Se lo skeumorfismo prevedeva di replicare gli elementi fisici nel mondo virtuale, replicando forme, spessori, ombre e interazioni, nel neumorfismo abbiamo una versione più soft di questo tipo di rappresentazione grafica.

Il neumorfismo è individuabile come una via di mezzo tra lo skeumorfismo e la grafica flat. Il designer Michal Malewicz ha provato anche a valutare le possibili applicazioni pratiche alla realizzazione di app. Per esempio una la fa Apple stessa con lo strumento di modifica delle foto.

neumofrismo di Apple
neumofrismo di Apple

Se prima questi strumenti erano stilizzati e rappresentati con un’interfaccia flat, nella versione di iOS 13 gli strumenti non sono skeumorfici, ma neanche flat. Sono per l’appunto, come l’ha chiamata il designer Jason Kelley, neumorfici. Quindi si notano forme più corrispondente alla realtà, con più dettagli e ombre.

Il neumorfismo quindi usa effetti di basso rilievo e alto rilievo giocano con spessori e ombre. I colori sono pastello e si riprendono alcuni elementi grafici dello skeumorfismo anche se privi di riflessi. Gli oggetti rappresentati sono simili a quelli reali, ma visibilmente appartenenti ad un mondo virtuale.

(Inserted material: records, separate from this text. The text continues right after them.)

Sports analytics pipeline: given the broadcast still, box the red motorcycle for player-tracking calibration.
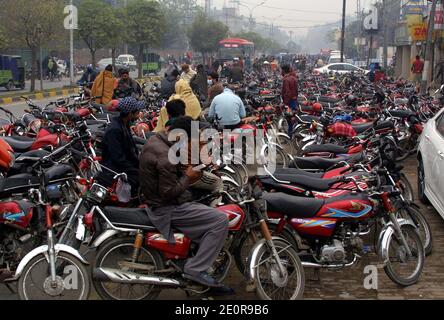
[264,176,425,286]
[59,175,305,300]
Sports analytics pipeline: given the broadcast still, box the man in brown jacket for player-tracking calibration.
[140,117,228,287]
[206,72,225,108]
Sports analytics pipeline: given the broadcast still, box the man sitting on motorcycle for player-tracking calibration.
[208,88,249,130]
[114,69,142,99]
[100,97,145,193]
[140,117,228,288]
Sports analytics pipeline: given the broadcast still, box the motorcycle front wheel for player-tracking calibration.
[93,237,163,300]
[18,252,91,300]
[252,240,305,300]
[384,225,425,287]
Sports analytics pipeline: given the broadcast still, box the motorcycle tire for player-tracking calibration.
[233,224,299,274]
[252,240,305,300]
[92,237,164,300]
[398,206,433,256]
[418,159,430,205]
[384,225,425,287]
[17,252,91,300]
[398,173,415,202]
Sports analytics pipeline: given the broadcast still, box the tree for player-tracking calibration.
[127,0,165,78]
[0,26,9,49]
[104,6,126,68]
[78,0,114,65]
[159,0,202,50]
[236,32,282,53]
[188,14,229,63]
[2,0,65,91]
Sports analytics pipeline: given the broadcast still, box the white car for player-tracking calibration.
[117,54,137,69]
[418,109,444,218]
[314,63,370,74]
[97,58,128,71]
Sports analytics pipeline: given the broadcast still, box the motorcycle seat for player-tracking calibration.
[388,110,415,119]
[352,123,373,134]
[1,136,35,153]
[0,174,40,198]
[63,112,82,122]
[274,174,342,191]
[375,120,395,131]
[304,143,348,154]
[15,150,50,162]
[104,207,157,231]
[274,168,324,178]
[290,157,347,171]
[299,114,321,122]
[44,164,76,184]
[263,192,325,218]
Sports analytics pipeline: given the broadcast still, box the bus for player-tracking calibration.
[218,38,254,62]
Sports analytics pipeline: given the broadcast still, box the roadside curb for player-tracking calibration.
[0,76,162,105]
[0,89,78,105]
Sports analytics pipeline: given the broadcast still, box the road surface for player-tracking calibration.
[0,99,444,300]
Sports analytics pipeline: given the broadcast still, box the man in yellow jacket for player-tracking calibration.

Gli stacchi di colore delle palette sono più evidenti, con sfumature quasi opposte dello stesso colore per creare contrasti. Una delle tecniche più usate è quella di creare un evidente distacco dallo sfondo, per mostrare diversi layer di oggetti uno sull’altro, come accade nel mondo reale.

Malewicz offre anche qualche dettaglio per ricreare l’effetto. Se lo sfondo è di un bianco opaco #EFEEEE, l’oggetto che viene appoggiato sopra è dello stesso colore #EFEEEE, ma con un bordo #FFF con un alfa al 20% e un’ombra #FFFFFF con x: -6, Y: -6 e blur: 16.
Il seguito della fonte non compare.